The CROWDFUND Act will allow entrepreneurs to raise capital by offering to sell interests in their businesses over the Internet. Under the CROWDFUND Act, a small business will be allowed to raise $1 million in a 12-month period by selling its securities to investors without registering that offering with federal or state securities regulators. However, the Act places limitations on how and to whom a small business can sell its securities. The Act directed the Securities and Exchange Commission to adopt rules within 270 days to implement a new exemption to allow securities sales through crowdfunding.
Once implemented, these rules will remove restrictions on start-up companies seeking investors over the Internet. Investors should be on the lookout for unscrupulous issuers and intermediaries who may attempt to engage in crowdfunding before the rules are written or misuse crowdfunding to steal from investors through false and misleading representations.
What is Crowdfunding?
Crowdfunding is an online money-raising strategy that began as a way for the public to donate small amounts of money, often through social networking websites, to help artists, musicians, filmmakers and other creative people finance their projects.

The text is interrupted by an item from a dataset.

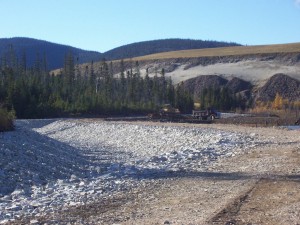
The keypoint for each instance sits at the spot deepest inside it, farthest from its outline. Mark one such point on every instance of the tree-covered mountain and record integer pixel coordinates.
(32, 51)
(163, 45)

The concept has recently been promoted as a way of assisting small businesses and start-ups looking for investment capital to help get their business ventures off the ground. Traditionally, investment opportunities are offered by professionals, such as broker-dealer firms and investment advisers, who must recommend investments that are based on their clients' investment objectives and levels of sophistication.
Through crowdfunding, individuals will be able to invest in entrepreneurial start-ups through an intermediary, such as a broker-dealer or a "funding portal." A funding portal is a website, also called a "platform," that advertises the investment opportunities and facilitates the payment from the investor to the issuer. Some portals advertise a variety of investment opportunities on one website, allowing investors to select one or more projects. By law, "funding portals" are not allowed to provide investment advice.
What is a funding portal?
A funding portal is a website, also called a "platform," that advertises the investment opportunities and facilitates the payment from the investor to the issuer. Some portals advertise a variety of investment opportunities on one website, allowing the investor to select one or more projects in which to invest.